I love when he uses a soft colour pallet such as in the painting that is posted.
But I find he is less accomplished at painting the figure they
are stiff, awkward and much to similar to Saurats style of figure painting.

opie
I like his water-colours (fresh).
I was not familiar with them.
To bad they are in the $20K range
and not the $20 range.
I would love to own one two or three of them
I guess I will have to wait until I am rich and famous.

6.

opie

December 19, 2006, 12:13 AM

If you get rich enough, RL, buy me a couple.

I agree about the figures. In fact, the more detail as depiction necessary in a Signac picture the stiffer and uglier it is, and the colors go to hell also.

The "stiffness" in Seurat's paintings is sometimes similar but sometimes, especially in the sketches, becomes expressive by coming across almost ghostlike, like a frosted instant. He had a much lighter touch than Signac did, when he wanted to, anyway,.

7.

XYguy

December 19, 2006, 12:21 AM

I enjoy his brush work. "The color bricks" are more or less uniform in size (like dots are uniform in size, too) and horizontal. He starts to swirl in different directions in the area of clouds and gun smoke. It creates dynamism where the artist wanted. This is simple applicatiion of painter's tool and it works beautifully in this painting. What cought my eye immediately is some discrepancy, in my opinion, betweein the upper reflection of clouds in the water (it is a straight line) and position of the cloud in the sky.

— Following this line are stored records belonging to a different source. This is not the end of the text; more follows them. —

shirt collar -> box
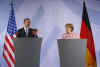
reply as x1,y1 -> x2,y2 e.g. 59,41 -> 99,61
24,26 -> 29,32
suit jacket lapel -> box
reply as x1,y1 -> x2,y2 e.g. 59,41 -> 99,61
22,28 -> 26,37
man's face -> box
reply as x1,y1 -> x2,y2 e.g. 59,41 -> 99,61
24,20 -> 30,28
33,31 -> 38,35
66,26 -> 72,33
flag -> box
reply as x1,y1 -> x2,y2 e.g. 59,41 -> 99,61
3,2 -> 17,67
80,1 -> 97,67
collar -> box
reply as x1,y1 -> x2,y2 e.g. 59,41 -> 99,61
24,26 -> 29,32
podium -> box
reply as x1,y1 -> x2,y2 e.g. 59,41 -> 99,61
13,38 -> 42,67
57,39 -> 87,67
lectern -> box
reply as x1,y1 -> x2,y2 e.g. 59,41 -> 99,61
13,38 -> 42,67
57,39 -> 87,67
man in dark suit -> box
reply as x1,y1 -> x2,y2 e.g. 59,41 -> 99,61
17,18 -> 38,38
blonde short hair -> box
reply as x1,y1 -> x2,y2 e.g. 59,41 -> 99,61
65,23 -> 74,32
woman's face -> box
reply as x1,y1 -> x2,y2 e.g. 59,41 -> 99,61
66,26 -> 72,33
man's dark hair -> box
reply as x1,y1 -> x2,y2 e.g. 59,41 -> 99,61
24,18 -> 30,22
33,29 -> 38,32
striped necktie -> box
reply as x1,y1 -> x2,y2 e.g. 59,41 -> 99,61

I may be wrong in my assumption but he had created green belt of water for better seperation between sail boat and war boats (peacefullness vs menace of war-contrast again).

8.

wayne

December 19, 2006, 4:28 AM

just a thought but i got a brilliant reproduction of Antibes from a US/UK oil painting company. I know how some people feel about reproductions but I love this piece by signac and believe that posters just don't cut the mustard. Since receiving my Signac I have ordered several more pieces by different artists. Cool stuff: www.oceansbridge.co.uk

9.

George Shackelford

December 21, 2006, 2:19 PM

There was a great exhibition of Signac watercolors in 2000, organized by the Arkansas Arts Center in Little Rock, which now owns the largest collection of them in the United States, the gift of James T. Dyke. The catalogue was published by Harry N. Abrams, NY. The cloud study that Signac expanded into "The Pink Cloud" is among them.

10.

Franklin

December 21, 2006, 2:37 PM

Found it. Also, if you go here and search on Signac, it returns a nice array of images. The main site is at http://www.arkarts.com. Thanks for the information, and thanks for stopping by.

(Dr. Shackelford curated the Romance of Modernism show at the MFA and wrote the catalouge.)